The Pact Group Holdings Ltd (ASX: PGH) share price took yet another beating this morning, this time on the back of an announcement to the ASX this morning. Pact has reported that the embattled company expects EBITDA for the 2019 financial year to come in at the "low end" of the $230 million to $245 million range. Pact shares dipped down to $2.22 this morning, but have now bounced back are trading 4.17% higher at $2.38 at the time of writing.
Pact also reported that "significant items after tax for the year are expected to be a loss of $370 million", but Pact has also successfully obtained approval to extend debts of over $380 million until 2022, instead of July next year. As well as this, Pact has entered into a new $50 million unsecured term loan over six years, which management is apparently "very pleased" with.
Why can't Pact catch a break?
The Pact share price has had a horror start to 2019 so far, on top of a horrible 12 months.
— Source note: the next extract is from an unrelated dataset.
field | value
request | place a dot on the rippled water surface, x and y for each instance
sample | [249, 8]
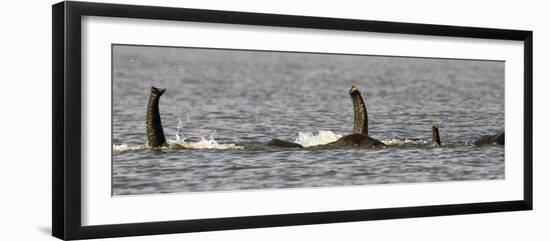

This time last year, Pact shares were trading for around $5.20, but a series of write-downs, profit downgrades and bad news has beaten the share price down relentlessly over the past 12 months by nearly 60%.
Pact's woes have mostly come from sharp increases in manufacturing costs for the company, including from the cost of the raw resin that Pact uses to manufacture its rigid plastics. This ASX update confirms that Pact is still struggling with this issue. However, Pact is a company without a lot of competition and with products that have very inelastic demand – the rigid plastics that Pact manufacture are used in everything from milk crates to laundry detergent bottles. I expect that Pact will be able to pass on its increased costs to its customers over time and this will restore underlying earnings.
Foolish takeaway
In my personal view, Pact's earnings problems are temporary, and the company will be able to slowly recover from these low earnings. Pact's management seems to agree with me, as many have been buying shares heavily over 2019 so far.